AJP - Endocrinology and Metabolism, Vol 248, Issue 1 31-E35, Copyright © 1985 by American Physiological Society
Effects of benzyl alcohol on PTH receptor-adenylate cyclase system of canine kidney
K. J. Martin, C. L. McConkey Jr and T. J. Stokes Jr
In many systems, perturbations of membrane architecture by changes of lipid
and phospholipid composition have been shown to alter the activity of
membrane-bound enzymes. The present studies examined the effect of benzyl
alcohol, an agent that has been shown to increase membrane fluidity, on the
parathyroid hormone (PTH)-sensitive adenylate cyclase system of canine
kidney. Benzyl alcohol progressively increased basal adenylate cyclase
activity up to fourfold and maximal enzyme activity in the presence of PTH,
GTP, guanylimidodiphosphate, and sodium fluoride by four- to sixfold. In
the presence of 20 mM Mn2+ (no Mg2+), conditions under which enzyme
activity is devoid of influence of guanine nucleotides or hormones, benzyl
alcohol was without effect. PTH binding was increased by 25% in the
presence of benzyl alcohol without a change in binding affinity.

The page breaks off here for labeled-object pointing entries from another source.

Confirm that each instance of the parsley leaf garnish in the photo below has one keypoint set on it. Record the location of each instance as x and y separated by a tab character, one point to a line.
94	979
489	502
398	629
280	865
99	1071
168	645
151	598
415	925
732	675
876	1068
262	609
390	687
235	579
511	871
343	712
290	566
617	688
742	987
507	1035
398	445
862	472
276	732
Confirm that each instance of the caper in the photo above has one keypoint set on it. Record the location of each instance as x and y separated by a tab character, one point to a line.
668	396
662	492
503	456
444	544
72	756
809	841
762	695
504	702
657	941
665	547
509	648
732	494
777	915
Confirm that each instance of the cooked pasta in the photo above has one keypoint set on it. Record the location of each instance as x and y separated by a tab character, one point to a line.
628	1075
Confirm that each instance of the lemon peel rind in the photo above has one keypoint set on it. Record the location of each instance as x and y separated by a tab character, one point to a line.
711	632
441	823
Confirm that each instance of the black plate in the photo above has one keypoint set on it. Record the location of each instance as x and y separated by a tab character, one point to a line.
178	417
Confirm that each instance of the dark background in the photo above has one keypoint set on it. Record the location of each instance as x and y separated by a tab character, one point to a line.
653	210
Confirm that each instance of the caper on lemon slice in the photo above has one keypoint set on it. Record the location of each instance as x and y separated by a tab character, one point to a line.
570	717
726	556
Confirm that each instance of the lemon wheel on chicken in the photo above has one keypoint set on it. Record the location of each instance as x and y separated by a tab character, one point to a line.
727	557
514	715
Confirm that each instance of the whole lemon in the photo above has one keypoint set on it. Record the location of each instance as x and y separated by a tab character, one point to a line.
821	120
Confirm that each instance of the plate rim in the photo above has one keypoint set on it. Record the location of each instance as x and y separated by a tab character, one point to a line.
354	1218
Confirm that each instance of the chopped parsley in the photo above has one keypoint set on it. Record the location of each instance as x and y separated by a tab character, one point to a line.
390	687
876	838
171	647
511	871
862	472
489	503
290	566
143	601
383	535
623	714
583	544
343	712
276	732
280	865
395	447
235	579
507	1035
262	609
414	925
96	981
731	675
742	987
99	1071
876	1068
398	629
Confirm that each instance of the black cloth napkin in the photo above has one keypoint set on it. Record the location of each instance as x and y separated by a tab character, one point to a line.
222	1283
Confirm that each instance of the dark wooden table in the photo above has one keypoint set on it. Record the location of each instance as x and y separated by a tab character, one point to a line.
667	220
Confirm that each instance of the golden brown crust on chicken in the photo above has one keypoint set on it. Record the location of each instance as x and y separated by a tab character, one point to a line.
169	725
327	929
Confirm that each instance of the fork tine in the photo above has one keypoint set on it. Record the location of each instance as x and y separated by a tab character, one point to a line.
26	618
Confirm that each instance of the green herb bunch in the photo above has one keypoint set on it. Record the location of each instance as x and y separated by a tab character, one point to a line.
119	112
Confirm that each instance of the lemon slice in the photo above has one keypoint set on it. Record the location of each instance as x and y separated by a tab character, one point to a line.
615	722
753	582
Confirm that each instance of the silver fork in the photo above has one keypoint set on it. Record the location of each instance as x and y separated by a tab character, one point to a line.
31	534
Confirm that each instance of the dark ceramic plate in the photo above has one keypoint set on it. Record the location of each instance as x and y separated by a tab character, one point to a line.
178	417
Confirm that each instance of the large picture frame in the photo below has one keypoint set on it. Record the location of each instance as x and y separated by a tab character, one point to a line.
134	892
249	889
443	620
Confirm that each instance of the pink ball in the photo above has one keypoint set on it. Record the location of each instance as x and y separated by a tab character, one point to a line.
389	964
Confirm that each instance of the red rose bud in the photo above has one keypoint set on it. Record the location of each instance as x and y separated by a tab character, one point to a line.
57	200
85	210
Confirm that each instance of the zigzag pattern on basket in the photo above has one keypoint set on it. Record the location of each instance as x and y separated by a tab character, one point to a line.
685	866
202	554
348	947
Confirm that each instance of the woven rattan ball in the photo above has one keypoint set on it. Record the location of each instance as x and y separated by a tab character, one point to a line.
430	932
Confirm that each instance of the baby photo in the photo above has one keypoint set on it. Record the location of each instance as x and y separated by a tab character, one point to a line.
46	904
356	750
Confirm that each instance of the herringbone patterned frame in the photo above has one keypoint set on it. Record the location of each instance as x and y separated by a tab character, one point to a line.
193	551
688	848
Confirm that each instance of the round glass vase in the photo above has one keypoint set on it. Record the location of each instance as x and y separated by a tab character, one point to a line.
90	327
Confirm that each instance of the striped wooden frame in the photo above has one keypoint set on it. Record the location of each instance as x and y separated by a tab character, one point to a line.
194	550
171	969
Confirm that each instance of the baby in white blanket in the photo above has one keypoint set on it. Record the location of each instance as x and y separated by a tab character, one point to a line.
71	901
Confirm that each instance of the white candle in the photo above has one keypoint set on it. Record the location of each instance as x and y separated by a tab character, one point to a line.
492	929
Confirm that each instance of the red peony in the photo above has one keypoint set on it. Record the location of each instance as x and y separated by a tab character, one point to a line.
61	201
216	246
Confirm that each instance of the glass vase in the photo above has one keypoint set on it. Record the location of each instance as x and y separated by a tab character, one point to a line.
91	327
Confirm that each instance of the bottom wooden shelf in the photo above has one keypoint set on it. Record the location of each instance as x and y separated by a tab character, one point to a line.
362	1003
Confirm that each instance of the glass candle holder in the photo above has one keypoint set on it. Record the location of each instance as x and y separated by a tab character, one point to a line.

Fluorescent polarization studies using diphenylhexatriene showed a decrease
in fluorescence anisotropy in the presence of benzyl alcohol. The results
suggest that benzyl alcohol facilitates the interaction of the components
of the adenylate cyclase system, presumably by increasing membrane
fluidity. Alterations of membrane fluidity may be a potent means of
regulating hormone sensitive adenylate cyclase activity.